En los meses transcurridos desde el 7 de octubre, un número creciente de conservadores ha expresado inquietudes totalmente legítimas sobre las acciones de Israel, su estrategia a largo plazo, sus ambiciones territoriales y sus crecientes expectativas financieras respecto a EEUU. Han cuestionado por qué el AIPAC está invirtiendo sumas sin precedentes en las contiendas por el Congreso, por qué ciertos legisladores parecen más receptivos a la presión extranjera que a sus propios electores, y por qué un aliado que ya recibe miles de millones de dólares en ayuda estadounidense sigue exigiendo más.
Son preguntas justas, del tipo que los conservadores siempre han hecho sobre cualquier gobierno extranjero que reciba dinero estadounidense. Pero en lugar de debate, ocurrió algo más.
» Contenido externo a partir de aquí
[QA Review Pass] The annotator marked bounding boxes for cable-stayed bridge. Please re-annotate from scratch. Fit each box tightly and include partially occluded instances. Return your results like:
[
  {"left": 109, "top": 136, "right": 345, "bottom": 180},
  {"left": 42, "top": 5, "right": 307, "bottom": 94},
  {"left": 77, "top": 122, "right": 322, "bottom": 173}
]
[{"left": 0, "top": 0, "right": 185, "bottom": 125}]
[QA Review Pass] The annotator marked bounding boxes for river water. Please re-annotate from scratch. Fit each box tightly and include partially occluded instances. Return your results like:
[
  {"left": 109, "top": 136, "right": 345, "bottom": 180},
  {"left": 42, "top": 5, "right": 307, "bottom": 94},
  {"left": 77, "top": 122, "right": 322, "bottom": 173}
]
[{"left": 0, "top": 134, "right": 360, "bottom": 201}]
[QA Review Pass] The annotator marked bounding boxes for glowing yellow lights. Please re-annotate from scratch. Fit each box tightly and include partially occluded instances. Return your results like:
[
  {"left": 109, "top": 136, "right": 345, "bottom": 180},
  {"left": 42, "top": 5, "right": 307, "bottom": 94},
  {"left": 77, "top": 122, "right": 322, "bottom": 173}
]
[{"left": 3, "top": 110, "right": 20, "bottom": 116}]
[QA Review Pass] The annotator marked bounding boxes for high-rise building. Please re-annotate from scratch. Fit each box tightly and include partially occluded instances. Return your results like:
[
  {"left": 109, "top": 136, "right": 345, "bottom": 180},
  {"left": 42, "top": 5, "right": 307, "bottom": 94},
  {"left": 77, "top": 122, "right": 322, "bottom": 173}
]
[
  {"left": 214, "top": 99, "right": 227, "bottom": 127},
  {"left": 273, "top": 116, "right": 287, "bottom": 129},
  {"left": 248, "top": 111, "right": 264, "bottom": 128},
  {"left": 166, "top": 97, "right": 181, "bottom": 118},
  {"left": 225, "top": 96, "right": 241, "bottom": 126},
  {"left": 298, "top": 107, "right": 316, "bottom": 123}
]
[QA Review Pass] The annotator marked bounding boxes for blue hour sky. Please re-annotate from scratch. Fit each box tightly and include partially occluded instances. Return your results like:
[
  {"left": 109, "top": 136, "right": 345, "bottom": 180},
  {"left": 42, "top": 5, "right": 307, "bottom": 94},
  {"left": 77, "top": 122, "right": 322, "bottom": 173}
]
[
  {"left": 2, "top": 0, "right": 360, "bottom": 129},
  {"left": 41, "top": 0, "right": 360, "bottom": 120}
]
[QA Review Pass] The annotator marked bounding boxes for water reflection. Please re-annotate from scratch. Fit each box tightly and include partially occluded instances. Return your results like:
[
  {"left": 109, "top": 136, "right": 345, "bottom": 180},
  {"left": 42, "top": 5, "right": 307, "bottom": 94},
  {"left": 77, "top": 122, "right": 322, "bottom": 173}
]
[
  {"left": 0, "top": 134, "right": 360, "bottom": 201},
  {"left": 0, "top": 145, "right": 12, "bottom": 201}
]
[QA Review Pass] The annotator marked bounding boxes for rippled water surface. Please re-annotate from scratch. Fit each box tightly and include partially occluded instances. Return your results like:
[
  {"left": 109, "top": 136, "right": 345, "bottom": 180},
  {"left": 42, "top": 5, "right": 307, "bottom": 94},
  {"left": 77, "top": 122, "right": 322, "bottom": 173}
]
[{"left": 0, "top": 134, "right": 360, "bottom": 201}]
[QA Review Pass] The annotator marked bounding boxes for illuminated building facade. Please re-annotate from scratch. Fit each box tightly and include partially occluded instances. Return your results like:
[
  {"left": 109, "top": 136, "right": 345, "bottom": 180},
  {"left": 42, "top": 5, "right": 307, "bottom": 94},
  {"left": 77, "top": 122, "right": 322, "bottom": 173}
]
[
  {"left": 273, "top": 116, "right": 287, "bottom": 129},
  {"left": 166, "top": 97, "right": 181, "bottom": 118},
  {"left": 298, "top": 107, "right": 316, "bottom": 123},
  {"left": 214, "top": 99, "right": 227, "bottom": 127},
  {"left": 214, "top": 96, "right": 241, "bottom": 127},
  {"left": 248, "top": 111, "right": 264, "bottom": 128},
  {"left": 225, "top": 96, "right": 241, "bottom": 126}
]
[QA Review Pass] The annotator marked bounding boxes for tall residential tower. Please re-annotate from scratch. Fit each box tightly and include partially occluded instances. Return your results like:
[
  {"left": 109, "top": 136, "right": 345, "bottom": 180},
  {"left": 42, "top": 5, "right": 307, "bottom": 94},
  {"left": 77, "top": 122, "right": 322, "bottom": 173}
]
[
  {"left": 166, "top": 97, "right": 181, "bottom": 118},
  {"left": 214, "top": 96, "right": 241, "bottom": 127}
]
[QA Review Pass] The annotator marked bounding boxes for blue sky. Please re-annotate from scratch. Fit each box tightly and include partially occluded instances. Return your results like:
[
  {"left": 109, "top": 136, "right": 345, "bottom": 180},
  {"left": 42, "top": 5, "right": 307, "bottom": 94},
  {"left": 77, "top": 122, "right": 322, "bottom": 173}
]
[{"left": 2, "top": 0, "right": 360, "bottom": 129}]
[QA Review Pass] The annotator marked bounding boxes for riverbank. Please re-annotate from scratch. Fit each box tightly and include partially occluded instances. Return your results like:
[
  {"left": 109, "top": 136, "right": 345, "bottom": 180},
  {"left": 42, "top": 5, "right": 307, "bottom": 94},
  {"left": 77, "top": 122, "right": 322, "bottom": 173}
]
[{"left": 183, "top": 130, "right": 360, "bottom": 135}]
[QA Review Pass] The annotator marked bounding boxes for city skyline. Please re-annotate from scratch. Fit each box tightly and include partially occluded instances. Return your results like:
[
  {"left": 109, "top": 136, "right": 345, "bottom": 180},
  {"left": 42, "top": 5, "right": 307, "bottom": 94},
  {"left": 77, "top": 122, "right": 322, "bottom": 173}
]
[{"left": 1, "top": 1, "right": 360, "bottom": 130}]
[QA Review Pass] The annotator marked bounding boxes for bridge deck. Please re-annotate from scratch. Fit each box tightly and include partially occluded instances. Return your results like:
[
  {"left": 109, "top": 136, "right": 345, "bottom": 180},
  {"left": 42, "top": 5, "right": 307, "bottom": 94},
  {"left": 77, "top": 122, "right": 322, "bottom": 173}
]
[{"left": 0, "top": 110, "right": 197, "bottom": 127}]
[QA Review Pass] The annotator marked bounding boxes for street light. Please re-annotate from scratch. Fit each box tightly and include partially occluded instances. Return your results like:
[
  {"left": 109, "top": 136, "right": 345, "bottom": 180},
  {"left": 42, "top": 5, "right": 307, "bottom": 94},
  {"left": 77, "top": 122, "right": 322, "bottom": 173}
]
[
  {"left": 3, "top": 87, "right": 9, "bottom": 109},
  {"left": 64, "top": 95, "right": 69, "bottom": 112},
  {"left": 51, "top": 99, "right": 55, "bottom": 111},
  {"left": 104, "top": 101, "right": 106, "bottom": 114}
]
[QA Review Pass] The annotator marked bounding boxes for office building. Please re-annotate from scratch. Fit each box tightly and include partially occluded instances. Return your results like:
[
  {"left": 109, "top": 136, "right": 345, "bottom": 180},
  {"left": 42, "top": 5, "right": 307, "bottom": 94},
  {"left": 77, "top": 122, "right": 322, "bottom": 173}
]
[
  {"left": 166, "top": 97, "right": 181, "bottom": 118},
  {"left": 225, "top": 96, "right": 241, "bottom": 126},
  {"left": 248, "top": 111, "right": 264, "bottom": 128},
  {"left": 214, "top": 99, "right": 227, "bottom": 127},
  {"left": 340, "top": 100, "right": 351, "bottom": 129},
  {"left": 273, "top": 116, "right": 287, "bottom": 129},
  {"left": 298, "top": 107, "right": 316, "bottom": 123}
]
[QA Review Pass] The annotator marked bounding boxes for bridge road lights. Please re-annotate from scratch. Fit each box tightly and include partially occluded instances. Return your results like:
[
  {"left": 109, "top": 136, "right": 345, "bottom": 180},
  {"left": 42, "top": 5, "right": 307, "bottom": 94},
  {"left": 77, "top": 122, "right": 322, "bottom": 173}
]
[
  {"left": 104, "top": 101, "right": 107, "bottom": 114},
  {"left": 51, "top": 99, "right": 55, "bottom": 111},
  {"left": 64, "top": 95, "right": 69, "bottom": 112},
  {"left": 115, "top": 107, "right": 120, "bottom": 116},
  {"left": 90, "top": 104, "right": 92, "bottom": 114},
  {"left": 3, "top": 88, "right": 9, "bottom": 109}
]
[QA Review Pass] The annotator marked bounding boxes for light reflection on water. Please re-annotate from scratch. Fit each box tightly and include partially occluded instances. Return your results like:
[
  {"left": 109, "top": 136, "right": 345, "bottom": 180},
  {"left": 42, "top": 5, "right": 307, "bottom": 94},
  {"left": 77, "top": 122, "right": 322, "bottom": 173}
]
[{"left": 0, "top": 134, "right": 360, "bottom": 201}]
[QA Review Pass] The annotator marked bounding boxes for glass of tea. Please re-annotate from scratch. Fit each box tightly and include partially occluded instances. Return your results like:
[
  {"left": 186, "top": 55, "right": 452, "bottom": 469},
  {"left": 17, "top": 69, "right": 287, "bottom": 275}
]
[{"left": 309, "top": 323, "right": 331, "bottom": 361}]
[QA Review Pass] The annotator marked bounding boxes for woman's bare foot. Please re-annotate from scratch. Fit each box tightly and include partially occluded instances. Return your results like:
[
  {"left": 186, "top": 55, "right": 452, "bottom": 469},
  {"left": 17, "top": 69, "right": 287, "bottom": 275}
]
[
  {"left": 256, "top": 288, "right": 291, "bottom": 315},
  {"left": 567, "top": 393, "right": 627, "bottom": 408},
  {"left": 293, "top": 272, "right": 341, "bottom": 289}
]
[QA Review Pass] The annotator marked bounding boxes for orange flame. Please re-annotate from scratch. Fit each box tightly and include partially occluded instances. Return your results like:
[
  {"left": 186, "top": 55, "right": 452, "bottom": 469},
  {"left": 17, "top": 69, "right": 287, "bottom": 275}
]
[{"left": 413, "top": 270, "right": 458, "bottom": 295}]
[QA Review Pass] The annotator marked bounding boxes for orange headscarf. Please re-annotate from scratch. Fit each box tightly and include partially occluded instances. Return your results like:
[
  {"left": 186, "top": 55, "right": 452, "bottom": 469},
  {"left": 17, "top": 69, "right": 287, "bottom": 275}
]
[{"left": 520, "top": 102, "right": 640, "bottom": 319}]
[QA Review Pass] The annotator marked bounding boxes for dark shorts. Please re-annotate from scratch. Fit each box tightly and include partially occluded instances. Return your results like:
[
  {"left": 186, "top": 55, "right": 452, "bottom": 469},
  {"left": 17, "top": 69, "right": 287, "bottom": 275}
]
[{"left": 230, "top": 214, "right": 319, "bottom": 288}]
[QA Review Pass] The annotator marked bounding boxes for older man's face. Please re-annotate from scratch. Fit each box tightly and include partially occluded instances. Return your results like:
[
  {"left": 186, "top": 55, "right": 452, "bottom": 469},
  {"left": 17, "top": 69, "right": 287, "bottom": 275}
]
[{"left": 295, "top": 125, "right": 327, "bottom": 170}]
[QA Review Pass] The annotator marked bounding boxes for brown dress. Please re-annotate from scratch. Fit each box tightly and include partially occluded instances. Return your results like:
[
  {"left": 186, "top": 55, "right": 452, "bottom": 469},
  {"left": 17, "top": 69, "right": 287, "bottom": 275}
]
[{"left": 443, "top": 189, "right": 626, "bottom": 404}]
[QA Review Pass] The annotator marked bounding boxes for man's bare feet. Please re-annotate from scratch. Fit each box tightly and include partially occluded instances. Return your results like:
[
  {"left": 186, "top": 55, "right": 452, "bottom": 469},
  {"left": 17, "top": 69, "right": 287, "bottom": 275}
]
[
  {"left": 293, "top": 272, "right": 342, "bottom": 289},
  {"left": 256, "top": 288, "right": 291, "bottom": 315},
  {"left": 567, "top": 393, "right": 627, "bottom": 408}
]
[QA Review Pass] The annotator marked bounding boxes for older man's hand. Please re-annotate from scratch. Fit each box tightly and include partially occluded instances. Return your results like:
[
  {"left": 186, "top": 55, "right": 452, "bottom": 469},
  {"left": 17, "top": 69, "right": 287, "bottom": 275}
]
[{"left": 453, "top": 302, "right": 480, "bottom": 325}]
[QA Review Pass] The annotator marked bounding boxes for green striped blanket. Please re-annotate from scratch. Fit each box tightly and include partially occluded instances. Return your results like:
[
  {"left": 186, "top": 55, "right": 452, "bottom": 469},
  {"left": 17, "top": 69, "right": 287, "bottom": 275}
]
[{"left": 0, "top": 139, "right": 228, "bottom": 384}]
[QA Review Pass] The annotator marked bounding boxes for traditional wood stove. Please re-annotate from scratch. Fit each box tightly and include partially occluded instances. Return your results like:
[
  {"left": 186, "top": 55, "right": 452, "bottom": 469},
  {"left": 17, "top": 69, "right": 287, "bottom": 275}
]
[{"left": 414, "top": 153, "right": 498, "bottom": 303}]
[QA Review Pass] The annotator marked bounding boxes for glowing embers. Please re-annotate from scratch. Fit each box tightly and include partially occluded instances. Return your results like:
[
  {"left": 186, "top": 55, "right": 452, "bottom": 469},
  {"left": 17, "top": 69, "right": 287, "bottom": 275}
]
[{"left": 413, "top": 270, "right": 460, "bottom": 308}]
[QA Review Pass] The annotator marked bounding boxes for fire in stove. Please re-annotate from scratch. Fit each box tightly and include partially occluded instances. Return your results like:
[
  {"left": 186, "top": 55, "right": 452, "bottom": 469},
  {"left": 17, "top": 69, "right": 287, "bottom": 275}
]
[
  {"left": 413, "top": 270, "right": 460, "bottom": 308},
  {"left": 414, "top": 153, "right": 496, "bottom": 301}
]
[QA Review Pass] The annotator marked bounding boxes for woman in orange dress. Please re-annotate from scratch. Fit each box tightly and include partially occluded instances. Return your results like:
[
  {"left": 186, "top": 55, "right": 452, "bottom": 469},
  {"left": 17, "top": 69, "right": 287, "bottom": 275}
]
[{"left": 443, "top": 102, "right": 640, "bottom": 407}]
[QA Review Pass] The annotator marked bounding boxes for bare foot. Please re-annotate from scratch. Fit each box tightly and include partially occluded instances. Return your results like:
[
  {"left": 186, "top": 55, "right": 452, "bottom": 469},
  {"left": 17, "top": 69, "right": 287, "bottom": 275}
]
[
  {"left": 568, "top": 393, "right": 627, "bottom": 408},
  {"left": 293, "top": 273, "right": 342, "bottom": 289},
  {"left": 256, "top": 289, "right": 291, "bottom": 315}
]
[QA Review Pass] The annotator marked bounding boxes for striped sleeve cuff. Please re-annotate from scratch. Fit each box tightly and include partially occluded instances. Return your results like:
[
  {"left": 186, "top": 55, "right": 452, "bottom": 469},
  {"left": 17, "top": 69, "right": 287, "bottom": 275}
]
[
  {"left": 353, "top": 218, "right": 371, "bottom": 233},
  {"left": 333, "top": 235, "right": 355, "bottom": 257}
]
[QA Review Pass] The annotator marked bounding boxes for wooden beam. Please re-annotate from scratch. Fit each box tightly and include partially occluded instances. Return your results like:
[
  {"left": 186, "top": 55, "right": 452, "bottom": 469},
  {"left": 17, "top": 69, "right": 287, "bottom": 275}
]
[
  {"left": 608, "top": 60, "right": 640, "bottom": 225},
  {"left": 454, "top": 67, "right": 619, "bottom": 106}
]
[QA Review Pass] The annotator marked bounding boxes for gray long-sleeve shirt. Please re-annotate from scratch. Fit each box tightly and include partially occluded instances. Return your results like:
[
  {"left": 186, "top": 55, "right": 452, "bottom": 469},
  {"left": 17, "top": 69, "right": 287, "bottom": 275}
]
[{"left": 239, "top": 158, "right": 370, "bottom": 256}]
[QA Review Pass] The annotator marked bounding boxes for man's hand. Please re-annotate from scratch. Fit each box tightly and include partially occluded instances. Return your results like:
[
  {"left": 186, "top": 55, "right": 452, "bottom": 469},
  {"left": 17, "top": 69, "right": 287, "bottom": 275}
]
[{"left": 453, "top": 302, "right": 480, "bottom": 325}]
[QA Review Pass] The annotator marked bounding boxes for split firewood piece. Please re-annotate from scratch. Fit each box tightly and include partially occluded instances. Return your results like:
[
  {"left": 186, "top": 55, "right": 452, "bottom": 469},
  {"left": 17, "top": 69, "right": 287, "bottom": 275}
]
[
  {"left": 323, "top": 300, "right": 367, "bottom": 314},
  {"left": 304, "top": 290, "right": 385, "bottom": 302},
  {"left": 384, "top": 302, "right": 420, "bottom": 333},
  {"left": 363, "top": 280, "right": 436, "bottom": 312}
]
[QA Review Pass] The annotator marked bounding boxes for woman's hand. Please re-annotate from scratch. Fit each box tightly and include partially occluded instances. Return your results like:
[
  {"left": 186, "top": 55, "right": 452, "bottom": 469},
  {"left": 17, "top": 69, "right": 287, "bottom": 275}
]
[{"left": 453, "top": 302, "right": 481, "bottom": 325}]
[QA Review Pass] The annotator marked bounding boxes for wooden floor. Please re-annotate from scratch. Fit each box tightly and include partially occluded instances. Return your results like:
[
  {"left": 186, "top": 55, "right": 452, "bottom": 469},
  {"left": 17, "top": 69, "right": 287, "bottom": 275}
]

Una facción de voces fuertemente proisraelíes de la derecha comenzó a etiquetar cualquier crítica, por muy mesurada que fuera, como ‘antisemitismo’. Sin matices. Sin distinción. Sin espacio para la disidencia. Solo condena moral instantánea. Carreras en la mira. Invitaciones canceladas. Cables y centros de investigación repentinamente «reevaluando sus alianzas».
Kevin Roberts, presidente de The Heritage Foundation, incluso calificó a la facción pro-Israel de línea dura como una “coalición venenosa”, señalando que ellos, no los críticos, estaban tratando de silenciar el debate.
La derecha estadounidense lleva años, con razón, combatiendo la costumbre de la izquierda de etiquetar como «racista», «xenófobo», «homófobo» o «ultraderecha» a cualquiera que se desvíe de la ideología establecida. Los conservadores advirtieron que, cuando las palabras pierden significado, la verdadera intolerancia se vuelve más difícil de identificar y el debate honesto se vuelve imposible.
Ahora algunos de la derecha están haciendo exactamente lo mismo con la palabra “antisemita”.
La crítica a la política gubernamental no es odio a un pueblo.
La crítica al lobby extranjero no es intolerancia.
La crítica de las decisiones militares no es prejuicio.
Israel, como todo aliado de EEUU, es un país, no un objeto sagrado. Un Estado soberano, no un símbolo religioso. Y todos los Estados soberanos deben estar abiertos al escrutinio, al desacuerdo e incluso a las críticas severas.
En todo caso, la negativa a aceptar críticas es el verdadero insulto: da por sentado que los judíos no pueden ser evaluados políticamente como los ciudadanos y líderes de cualquier otra nación. Eso no es respeto; es infantilización.
La derecha siempre ha afirmado defender la libertad de expresión, el coraje y la honestidad intelectual. Si esos principios significan algo, deben aplicarse aquí también.
Los críticos de Israel no son enemigos del movimiento conservador. Silenciar la disidencia en nombre de la lealtad a un gobierno extranjero lo es…
Si la derecha estadounidense abandona ahora la libertad de expresión, repetirá los mismos errores que una vez condenó y perderá la confianza de los votantes que esperan algo mejor.